LONDON (Reuters) - Prices in British shops fell last month at the fastest rate since records began seven-and-a-half years ago, the British Retail Consortium said on Wednesday,
marking 15 months of sinking prices.
The BRC said retail prices in July were 1.9 percent lower than a year earlier, marking the largest decline in shop prices since the series started in December 2006. Prices had fallen by 1.8 percent in June.
Food prices rose just 0.3 percent, also the smallest rise on record, compared with 0.6 percent in the previous month. The BRC said there was deep and widespread discounting across grocery stores.
Prices for furniture, electrical goods and gardening tools fell at a faster rate in July, the BRC said.

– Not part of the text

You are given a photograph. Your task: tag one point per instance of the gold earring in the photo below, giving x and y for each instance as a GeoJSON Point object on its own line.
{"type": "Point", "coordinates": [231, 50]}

“Against a backdrop of stable commodity markets, the stronger sterling making imports cheaper and wavering retail spending, current levels of deflation are expected to continue,” said Helen Dickinson, the BRC’s director general.
Official data last month showed consumer price inflation (CPI) increased to 1.9 percent in June, just below the Bank of England’s 2 percent target, although economists said the rise was driven by one-off factors.
CPI measures a wider basket of goods and services than the BRC index, which covers 500 products commonly bought in shops.
Business surveys over the last week showed price pressures were muted in services and manufacturing companies that comprise the bulk of Britain’s economy.
The BRC said recent announcements from major supermarkets suggested shop price inflation would stay weak for the coming months.
Britain’s four biggest grocers - Tesco, Sainsbury‘s, Morrisons and Wal-Mart’s Asda - have been trying to win back market share that they have lost to discounters like Aldi and Lidl.